From Industrial to Innovative: New Luxembourg Photography Space
There are many uses for an old industrial water tower and pumping station. But turning them into a major photography space is definitely one of the most innovative.
This ambitious project is being undertaken by the Centre national de l’audiovisuel in Luxembourg (CNA), who will launch the Waassertuerm and Pomhouse (water tower and pumping house) project on September 29 by creating two exhibition galleries in the buildings, as part of a larger CNA extension project on a nearby steel plant.
The water tower will feature an attention-grabbing circular gallery, which will permanently house The Bitter Years 1935-1941, an exhibition by Luxembourg-born US artist Edward Steichen, curated for New York’s Museum of Modern Art (MoMA) in 1962.

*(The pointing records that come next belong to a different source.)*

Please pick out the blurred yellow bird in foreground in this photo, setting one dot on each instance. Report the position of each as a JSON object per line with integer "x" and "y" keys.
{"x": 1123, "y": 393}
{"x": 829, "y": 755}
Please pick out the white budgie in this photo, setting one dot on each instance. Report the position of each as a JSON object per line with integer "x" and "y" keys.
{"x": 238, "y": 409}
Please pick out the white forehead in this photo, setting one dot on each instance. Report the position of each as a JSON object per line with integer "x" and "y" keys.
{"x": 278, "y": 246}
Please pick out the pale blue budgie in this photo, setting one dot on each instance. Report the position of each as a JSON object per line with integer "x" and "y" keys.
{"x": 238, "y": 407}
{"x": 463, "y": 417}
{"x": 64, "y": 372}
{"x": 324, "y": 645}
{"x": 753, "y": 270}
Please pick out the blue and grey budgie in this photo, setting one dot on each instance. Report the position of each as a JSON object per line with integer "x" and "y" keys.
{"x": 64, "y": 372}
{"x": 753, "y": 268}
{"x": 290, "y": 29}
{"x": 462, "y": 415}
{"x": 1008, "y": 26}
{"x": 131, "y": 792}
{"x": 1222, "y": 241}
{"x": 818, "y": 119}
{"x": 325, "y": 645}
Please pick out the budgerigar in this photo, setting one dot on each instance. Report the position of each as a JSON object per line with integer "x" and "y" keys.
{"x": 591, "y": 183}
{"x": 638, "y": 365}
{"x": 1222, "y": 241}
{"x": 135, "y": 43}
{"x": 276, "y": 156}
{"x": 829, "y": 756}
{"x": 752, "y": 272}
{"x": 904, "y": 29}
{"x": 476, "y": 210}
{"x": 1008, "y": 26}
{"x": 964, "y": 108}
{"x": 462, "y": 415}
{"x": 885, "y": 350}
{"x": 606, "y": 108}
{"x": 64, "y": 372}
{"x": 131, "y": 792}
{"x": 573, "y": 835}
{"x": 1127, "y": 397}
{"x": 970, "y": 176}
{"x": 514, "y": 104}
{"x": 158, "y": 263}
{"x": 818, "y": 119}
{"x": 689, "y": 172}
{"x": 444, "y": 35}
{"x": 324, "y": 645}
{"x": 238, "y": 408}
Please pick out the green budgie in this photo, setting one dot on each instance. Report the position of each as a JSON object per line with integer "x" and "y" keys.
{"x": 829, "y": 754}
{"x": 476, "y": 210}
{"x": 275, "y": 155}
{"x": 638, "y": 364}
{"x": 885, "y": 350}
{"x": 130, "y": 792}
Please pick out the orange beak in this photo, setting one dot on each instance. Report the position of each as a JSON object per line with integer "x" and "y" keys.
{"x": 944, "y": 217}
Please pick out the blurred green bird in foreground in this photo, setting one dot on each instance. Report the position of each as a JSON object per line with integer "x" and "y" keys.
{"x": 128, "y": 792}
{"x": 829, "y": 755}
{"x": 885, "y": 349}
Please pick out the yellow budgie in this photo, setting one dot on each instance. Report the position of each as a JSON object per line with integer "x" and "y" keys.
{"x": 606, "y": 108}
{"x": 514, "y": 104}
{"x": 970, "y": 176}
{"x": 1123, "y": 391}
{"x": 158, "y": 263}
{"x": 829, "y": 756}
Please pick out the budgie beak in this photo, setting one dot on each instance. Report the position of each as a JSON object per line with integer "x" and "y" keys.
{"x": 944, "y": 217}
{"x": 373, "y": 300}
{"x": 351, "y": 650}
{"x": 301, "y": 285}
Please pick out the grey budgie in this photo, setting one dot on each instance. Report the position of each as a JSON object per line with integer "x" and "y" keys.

Steichen’s exhibition — using photos from the Farm Security Administration — shows the harshness of life in rural America during the Great Depression, through a series of moving and compelling images which show forgotten parts of America during a deeply troubled period of history.
As a counterpoint to the historic context of Steichen’s exhibition hosted in the waassertuerm, the pomhouse will open with a thoroughly contemporary show, Coexistence, by UK artist Stephen Gill, who uses experimental techniques in his photography to provide abstract reflections on people and his surroundings, both in rural and city landscapes.
The renovated pomhouse will go on to host a series of temporary exhibitions, and, together with the waassertuerm, will provide an important new platform for photography, both in Luxembourg and beyond.
Title image: Girl at Gee’s Bend, Alabama. April, 1937, by Arthur Rothstein. Taken from Edward Steichen's The Bitter Years 1935-1941.